Happy Monday,
I was looking for a less memory intensive alternative (compared to julia fenics) for doing finite element method, so I wanted to try JuliaFEM. As Navier Strokes is not a predefined problem I wanted to define it my self. When adding JuliaFEM it gave me some warning messages. I couldnt paste the testing output as it goes over the caracter limit.
I tried to follow the example of adding a problem but I could not, so I was guessing maybe JuliaFEM is not properly installed? The predefined example problems that come with it though work fine though.
type Truss <: FieldProblem
end
ERROR: syntax: extra token "Truss" after end of expression
function get_unknown_field_name(problem::Problem{Ginger})
return "displacement"
end
UndefVarError: Ginger not defined
Stacktrace:
[1] top-level scope at In[17]:1
I think there’s nothing wrong with the installation, ]add JuliaFEM should be enough.

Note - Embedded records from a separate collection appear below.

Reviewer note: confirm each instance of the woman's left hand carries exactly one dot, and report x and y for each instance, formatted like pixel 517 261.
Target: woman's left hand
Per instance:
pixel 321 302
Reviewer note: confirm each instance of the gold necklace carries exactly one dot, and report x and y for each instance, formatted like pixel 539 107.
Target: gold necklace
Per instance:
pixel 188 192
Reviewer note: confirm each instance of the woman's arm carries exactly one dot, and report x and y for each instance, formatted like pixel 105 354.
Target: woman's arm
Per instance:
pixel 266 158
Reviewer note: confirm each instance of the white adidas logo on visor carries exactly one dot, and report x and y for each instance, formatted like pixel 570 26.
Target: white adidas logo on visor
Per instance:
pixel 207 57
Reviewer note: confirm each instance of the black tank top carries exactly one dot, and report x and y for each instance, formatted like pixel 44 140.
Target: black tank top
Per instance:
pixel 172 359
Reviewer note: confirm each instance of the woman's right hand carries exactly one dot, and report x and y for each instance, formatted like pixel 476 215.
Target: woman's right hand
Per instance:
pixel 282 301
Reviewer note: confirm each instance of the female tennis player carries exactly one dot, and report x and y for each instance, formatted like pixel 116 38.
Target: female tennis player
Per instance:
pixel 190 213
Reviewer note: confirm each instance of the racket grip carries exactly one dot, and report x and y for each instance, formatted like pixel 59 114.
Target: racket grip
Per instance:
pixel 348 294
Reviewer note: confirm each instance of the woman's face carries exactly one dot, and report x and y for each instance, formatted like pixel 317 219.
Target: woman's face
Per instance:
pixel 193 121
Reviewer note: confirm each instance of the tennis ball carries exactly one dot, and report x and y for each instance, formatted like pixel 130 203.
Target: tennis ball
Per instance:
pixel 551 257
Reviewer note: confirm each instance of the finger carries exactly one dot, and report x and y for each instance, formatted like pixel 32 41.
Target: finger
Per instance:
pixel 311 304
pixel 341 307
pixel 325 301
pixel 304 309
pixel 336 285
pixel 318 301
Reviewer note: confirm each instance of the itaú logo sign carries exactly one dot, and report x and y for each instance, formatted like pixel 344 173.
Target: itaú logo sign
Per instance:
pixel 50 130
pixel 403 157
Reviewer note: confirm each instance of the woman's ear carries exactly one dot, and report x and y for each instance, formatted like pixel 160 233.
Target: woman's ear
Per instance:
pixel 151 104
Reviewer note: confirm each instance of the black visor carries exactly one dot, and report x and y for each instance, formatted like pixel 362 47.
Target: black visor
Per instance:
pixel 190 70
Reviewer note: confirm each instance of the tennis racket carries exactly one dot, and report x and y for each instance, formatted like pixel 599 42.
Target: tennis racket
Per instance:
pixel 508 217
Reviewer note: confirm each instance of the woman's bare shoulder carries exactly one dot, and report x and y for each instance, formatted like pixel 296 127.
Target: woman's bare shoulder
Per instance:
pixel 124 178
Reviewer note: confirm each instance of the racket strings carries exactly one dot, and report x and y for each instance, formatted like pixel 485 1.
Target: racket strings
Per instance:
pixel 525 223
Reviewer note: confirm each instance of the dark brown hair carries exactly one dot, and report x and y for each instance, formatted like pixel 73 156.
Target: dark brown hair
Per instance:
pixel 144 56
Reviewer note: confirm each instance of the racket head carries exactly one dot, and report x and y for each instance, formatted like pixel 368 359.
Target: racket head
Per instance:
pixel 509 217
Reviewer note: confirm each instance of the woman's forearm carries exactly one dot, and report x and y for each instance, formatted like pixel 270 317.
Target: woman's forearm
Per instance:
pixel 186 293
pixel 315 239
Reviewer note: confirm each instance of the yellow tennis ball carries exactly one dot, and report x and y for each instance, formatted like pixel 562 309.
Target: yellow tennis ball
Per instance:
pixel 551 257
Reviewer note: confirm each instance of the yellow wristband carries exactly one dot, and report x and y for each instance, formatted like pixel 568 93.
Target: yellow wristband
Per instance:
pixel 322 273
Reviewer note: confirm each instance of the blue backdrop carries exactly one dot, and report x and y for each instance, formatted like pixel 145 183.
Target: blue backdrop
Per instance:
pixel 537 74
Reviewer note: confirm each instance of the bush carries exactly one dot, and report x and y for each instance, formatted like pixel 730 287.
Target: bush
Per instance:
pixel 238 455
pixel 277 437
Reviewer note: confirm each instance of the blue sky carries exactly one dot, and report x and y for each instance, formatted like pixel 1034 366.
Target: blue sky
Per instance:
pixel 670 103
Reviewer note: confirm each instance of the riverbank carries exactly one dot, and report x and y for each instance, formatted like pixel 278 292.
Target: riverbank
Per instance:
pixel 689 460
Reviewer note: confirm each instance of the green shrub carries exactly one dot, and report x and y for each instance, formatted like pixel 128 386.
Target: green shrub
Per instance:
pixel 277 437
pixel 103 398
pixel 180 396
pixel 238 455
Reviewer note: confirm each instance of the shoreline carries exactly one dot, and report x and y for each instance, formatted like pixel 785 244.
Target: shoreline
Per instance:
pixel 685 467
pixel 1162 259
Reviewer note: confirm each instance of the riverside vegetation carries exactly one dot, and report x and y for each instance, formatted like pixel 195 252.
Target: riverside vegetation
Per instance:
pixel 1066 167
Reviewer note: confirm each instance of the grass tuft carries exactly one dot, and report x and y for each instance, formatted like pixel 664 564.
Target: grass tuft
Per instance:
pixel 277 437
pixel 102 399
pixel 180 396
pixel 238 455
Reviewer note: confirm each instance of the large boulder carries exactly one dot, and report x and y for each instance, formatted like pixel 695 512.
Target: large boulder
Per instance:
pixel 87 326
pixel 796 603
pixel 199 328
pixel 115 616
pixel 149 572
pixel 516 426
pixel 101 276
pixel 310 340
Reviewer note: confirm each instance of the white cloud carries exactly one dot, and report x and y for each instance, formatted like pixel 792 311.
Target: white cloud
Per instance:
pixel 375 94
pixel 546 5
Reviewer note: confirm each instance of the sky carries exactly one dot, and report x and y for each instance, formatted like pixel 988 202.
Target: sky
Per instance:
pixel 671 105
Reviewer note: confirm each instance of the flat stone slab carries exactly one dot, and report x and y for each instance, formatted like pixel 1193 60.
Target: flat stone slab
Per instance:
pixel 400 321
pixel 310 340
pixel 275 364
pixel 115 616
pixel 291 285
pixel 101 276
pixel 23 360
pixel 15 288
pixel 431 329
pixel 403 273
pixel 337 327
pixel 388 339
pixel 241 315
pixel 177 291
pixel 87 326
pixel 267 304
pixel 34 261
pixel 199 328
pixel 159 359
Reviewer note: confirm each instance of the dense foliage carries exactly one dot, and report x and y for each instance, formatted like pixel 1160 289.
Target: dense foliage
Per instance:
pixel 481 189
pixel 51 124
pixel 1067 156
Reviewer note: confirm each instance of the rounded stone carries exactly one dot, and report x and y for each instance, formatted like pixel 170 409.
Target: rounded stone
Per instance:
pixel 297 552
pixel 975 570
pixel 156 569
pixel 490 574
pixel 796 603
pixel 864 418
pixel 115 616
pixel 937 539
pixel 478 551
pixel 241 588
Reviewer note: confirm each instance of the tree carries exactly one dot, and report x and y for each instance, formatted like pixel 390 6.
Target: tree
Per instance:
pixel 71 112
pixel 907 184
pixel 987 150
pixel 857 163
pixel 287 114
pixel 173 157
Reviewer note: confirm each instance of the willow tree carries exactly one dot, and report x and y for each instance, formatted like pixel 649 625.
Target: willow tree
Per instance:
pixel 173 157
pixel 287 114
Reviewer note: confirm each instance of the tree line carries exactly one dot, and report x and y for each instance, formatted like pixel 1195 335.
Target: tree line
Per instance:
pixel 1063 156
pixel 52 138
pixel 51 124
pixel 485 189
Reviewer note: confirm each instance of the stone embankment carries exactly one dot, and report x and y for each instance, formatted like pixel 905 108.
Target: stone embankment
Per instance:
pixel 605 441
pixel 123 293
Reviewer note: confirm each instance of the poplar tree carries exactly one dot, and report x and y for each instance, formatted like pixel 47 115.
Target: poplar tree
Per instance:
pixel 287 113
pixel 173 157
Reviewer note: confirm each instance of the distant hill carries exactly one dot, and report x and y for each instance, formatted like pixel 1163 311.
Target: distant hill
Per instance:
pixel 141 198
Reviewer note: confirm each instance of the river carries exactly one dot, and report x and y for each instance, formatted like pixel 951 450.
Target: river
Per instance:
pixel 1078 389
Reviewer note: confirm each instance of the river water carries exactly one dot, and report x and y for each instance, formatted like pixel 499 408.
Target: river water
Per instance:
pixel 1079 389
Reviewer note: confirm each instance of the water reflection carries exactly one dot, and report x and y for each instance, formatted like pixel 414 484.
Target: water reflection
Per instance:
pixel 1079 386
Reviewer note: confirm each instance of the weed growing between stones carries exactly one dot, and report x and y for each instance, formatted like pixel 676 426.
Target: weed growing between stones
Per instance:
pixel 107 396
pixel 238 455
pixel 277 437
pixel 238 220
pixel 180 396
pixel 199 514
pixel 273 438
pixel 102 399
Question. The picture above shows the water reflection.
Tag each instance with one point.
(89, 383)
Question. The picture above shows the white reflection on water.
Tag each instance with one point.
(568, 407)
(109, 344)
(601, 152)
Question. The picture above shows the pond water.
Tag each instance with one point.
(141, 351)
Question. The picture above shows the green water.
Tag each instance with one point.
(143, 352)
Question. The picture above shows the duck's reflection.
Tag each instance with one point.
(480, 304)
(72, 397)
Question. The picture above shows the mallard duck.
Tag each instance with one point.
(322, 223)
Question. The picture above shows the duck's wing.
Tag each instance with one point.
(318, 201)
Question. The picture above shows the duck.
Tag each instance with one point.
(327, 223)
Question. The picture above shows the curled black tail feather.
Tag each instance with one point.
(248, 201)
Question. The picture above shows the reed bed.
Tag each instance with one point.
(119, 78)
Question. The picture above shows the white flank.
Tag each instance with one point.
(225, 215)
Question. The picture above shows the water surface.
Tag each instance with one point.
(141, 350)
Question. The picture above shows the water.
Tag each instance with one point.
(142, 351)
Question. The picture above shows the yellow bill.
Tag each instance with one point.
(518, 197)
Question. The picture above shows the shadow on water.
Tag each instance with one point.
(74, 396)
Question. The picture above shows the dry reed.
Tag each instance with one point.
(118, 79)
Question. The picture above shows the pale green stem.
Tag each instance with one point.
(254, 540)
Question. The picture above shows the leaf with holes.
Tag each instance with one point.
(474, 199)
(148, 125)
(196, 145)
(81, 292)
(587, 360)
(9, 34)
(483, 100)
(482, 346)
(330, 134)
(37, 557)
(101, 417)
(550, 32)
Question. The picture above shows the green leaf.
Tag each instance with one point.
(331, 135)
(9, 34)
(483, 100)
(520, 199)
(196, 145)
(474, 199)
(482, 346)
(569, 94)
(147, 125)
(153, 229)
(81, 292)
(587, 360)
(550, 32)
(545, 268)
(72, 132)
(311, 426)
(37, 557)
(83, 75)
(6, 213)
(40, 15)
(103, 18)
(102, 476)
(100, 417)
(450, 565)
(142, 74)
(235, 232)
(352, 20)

With new Julia 1.0 syntax, type should be immutable struct and if you define a problem Truss, you should use that name also in that function (now you use Ginger why the error is thrown).
Im unable to install juliaFEM, im getting the following error:
(@v1.10) pkg> add JuliaFEM
Resolving package versions…
ERROR: Unsatisfiable requirements detected for package Reexport [189a3867]:
Reexport [189a3867] log:
├─possible versions are: 0.2.0-1.2.2 or uninstalled
├─restricted by compatibility requirements with LinearSolve [7ed4a6bd] to versions: 1.0.0-1.2.2
│ └─LinearSolve [7ed4a6bd] log:
│ ├─possible versions are: 0.1.0-2.28.0 or uninstalled
│ └─restricted to versions * by an explicit requirement, leaving only versions: 0.1.0-2.28.0
└─restricted by compatibility requirements with JuliaFEM [f80590ac] to versions: 0.2.0 — no versions left
└─JuliaFEM [f80590ac] log:
├─possible versions are: 0.5.0-0.5.1 or uninstalled
└─restricted to versions * by an explicit requirement, leaving only versions: 0.5.0-0.5.1
Hi @PetrKryslUCSD, I want to solve 3D poissons eqn (electrostatic type problem) in julia, can you suggest good packages that are well documented as well as robust for solving large problems (~10 million DOFs).